Творческому духу Феофана удалось не только явить непосредственность иконописного образа, но и передать развитие самóй образной сути. Эта динамика становления сполна воплотилась в почерке художника, в неудержимой экспрессии его иконописной манеры. Фрески Феофана как бы не вполне присущи стенам: в них ощутим мощный потенциал преодоления самих себя, стремление разрешиться в иную, высшую реальность. Неподвижное самодвижение.
Причастность умозрению означает умение преодолевать чувственный опыт, достигать «изнанки реальности», знать единое как многое и «схватывать» многое в единстве особенных представлений. Особое качество ума — разуметь, что ничто никогда не есть, но всегда всё становится.
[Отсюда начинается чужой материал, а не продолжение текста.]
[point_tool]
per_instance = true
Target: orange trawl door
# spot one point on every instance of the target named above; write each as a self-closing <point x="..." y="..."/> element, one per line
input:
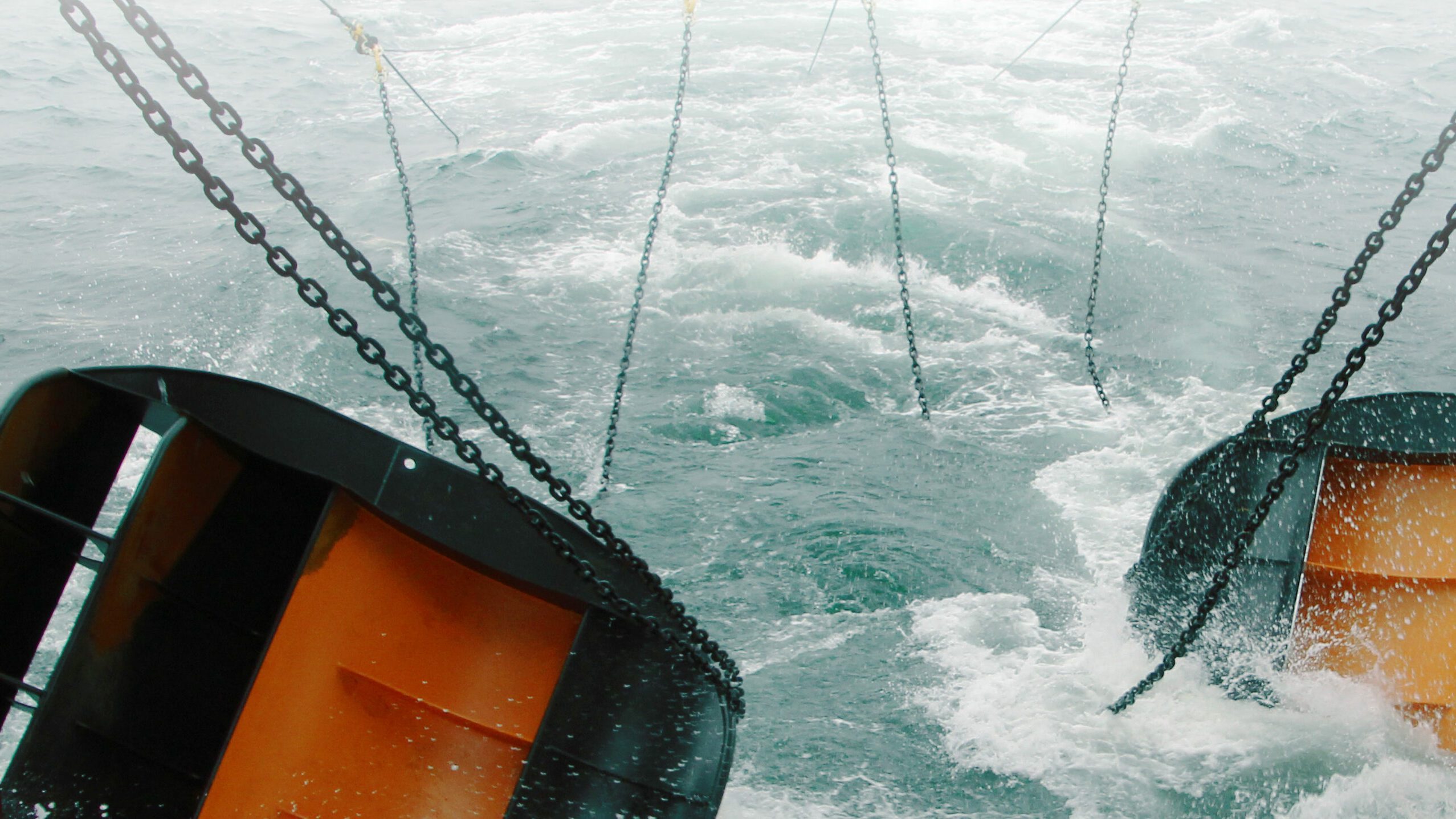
<point x="399" y="684"/>
<point x="1379" y="590"/>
В 1370-х Феофан Грек расписывает стены новгородского Спаса на Ильине. Фрески сохранились фрагментами, каждый из которых точен и бескомпромиссен. В тёмно-красных пятнах санкири удары светоносных бликов являют утончённые образы преподобных. Среди них «Троица»: непомерная фигура Отца, крылами объявшая единосущные Ему ипостаси. Объятия Отча.
Сюжет «Троицы» гораздо шире привычного «Гостеприимства Авраама». «Троица» — предвечный совет Создателя, момент вне времён и пространств. Здесь решается всё: сотворение мира, устроение космоса, создание и искупление человека. «Троица» — образ нетварного бытия прежде всякого существования, вечного диалога и тотального единства трёх ипостасей. Скупые кирпичные стены рукою художника сделались вместилищем невместимого, пространством того, что больше всяких пространств.
(…) Блёклые лучи пронзили тенистую дубраву. Свет от Света. Всё замерло в оглушительной тишине предопределения. Прошелестело крыло, сотворив тёплый ветер, усеявший первую почву первыми семенами. Капнула кровь, скатилась слеза со щеки.